- Location: Bedford and Pittsylvania counties, Virginia
- Coordinates: 37°02′02″N 79°32′38″W﻿ / ﻿37.0338°N 79.5439°W
- Area: 4,996 acres (20.22 km^{2})
- Established: January 2009
- Governing body: Virginia Department of Game and Inland Fisheries; Virginia Outdoors Foundation;

= Smith Mountain Cooperative Wildlife Management Area =

Protected area of Virginia, United States

Smith Mountain Cooperative Wildlife Management Area is a 4996 acre Wildlife Management Area (WMA) in Bedford and Pittsylvania counties, Virginia.
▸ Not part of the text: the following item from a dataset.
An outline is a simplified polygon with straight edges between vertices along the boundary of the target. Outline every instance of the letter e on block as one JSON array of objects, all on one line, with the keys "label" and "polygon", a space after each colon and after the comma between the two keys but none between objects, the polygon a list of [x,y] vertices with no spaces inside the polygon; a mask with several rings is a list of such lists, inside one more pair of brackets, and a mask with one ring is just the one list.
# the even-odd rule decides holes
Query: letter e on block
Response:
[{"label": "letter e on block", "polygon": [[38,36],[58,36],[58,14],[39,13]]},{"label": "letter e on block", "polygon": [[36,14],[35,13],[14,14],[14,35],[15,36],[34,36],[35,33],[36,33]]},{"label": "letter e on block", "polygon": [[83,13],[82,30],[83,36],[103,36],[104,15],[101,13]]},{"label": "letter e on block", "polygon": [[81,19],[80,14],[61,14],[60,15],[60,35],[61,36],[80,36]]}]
Located on the shores of Smith Mountain Lake, the WMA is owned by Appalachian Power and cooperatively managed by the Virginia Department of Game and Inland Fisheries and the Virginia Outdoors Foundation through a conservation easement that permits public access.

==History==
The area was established in January 2009 when a conservation easement was donated by Appalachian Power to the Virginia Department of Game and Inland Fisheries and the Virginia Outdoors Foundation. The land was first acquired by Appalachian Power in the 1950s during the construction of the Smith Mountain Dam hydroelectric project.

==Description==
The majority of Smith Mountain Cooperative WMA (4022 acre) is located in Pittsylvania County, with the remainder (973 acre) in Bedford County. The WMA covers 10 mi of Smith Mountain Lake's southeastern shoreline on either side of Smith Mountain Dam, and comprises the majority of Smith Mountain. It is adjacent to Bourassa State Forest.

The WMA is heavily forested, and includes elevations ranging from 800 to 2000 ft. Game animals found within the area include deer, bear, turkey, squirrels, and raccoons. Several rare species and a rare type of natural community are also found within the WMA.

Smith Mountain Cooperative WMA is open to the public for hunting, trapping, fishing, hiking, horseback riding, and primitive camping. Access for persons 17 years of age or older requires a valid hunting or fishing permit, or a WMA access permit.